Belén – cuento de navidad
Todavía me acuerdo, aunque cada vez más vagamente, del belén que el cura solía montar todas las navidades en la iglesia parroquial. La escena bíblica se desplegaba sobre un paisaje revestido de musgo. Por supuesto, en el centro estaba el establo, con José y María, la vaca y la mula en torno al pesebre donde el desnudo niño Jesús no parecía padecer la menor molestia por el frío invernal tanto de su Judea natal como de su Galicia adoptiva. Encima del tejado varios ángeles tocaban flautas y laúdes y entonaban sus silenciosos cánticos espirituales. Los pastores o bien guardaban sus rebaños en plena campiña o eran impelidos hacia el establo por una fuerza mística inexplicable, pues normalmente a esas horas estaban tomándose una caña en torno a la hoguera cantando coplas vulgares a golpe de zambomba o de morriñosa gaita. El arroyo de papel de plata descendía desde la colina y su corriente imaginaria movía la rueda del molino al que acudían los aldeanos con sus sacos de maíz y de centeno. Y allá en lo alto estaba el castillo de Herodes con sus soldados de guardia. Guiados por la estrella, los reyes magos avanzaban a paso de dromedario hacia la prodigiosa constatación de su astrología.

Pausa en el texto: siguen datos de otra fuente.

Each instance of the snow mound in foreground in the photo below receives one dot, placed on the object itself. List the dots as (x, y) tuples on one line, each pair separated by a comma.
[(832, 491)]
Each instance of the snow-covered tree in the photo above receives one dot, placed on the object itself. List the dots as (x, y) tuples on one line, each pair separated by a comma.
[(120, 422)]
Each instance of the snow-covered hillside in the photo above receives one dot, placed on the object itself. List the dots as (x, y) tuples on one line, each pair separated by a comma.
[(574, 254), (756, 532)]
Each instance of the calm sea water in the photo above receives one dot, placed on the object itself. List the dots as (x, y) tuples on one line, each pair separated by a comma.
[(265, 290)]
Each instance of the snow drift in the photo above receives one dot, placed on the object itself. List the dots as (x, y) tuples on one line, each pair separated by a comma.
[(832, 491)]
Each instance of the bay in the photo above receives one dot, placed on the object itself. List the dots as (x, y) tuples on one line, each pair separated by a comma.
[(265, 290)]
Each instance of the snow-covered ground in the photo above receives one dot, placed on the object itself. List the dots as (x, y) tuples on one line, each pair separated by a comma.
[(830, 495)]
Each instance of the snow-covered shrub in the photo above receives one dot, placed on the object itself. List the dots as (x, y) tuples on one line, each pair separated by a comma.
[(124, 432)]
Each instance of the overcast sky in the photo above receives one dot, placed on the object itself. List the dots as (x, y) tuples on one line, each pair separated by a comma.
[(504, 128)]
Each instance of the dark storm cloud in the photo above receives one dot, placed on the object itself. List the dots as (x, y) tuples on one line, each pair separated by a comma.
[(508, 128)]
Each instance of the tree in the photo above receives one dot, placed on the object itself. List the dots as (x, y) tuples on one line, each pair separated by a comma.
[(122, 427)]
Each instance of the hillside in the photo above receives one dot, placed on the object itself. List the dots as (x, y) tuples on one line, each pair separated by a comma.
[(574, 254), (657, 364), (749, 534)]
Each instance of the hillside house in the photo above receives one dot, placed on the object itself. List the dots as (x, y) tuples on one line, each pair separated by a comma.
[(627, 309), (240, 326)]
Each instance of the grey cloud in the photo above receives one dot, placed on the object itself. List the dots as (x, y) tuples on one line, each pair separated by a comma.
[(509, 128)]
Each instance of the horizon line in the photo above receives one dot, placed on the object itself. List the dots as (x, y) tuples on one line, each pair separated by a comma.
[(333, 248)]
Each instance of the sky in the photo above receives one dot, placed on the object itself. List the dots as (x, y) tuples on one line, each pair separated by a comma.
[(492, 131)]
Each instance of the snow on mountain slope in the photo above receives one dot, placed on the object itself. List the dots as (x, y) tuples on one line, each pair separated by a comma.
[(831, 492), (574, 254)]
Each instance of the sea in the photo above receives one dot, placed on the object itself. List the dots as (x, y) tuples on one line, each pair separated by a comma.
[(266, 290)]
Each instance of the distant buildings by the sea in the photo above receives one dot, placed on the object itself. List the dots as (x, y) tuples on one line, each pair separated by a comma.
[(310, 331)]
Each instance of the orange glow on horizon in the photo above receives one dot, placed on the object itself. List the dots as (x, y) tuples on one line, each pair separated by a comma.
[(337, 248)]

Como el cometa, por volar tan alto, sólo les daba aproximaciones, los magos se vieron obligados a acudir a la corte para obtener direcciones más exactas. A Herodes no le hizo ninguna gracia enterarse que justo por esas fechas y en sus dominios iba a nacer el rey de los judíos, pues hasta donde alcanzaba a entender, y el entendimiento es siempre limitado, el rey era él y después de él sería alguno de sus vástagos. Así que una vez los sabios palaciegos hubieron precisado el lugar de los sucesos, despachó a los tres adivinos diciéndoles que a la vuelta le hiciesen saber dónde se encontraba el dichoso niño para ir él también a adorarle. Como ya sabemos, su verdadera intención era deshacerse del infante, ya que, de ser cierta, aquella profecía era la crónica de una muerte anunciada, en este caso la suya. Sus temores, por supuesto, eran infundados, pero es que los materialistas no entienden de metáforas.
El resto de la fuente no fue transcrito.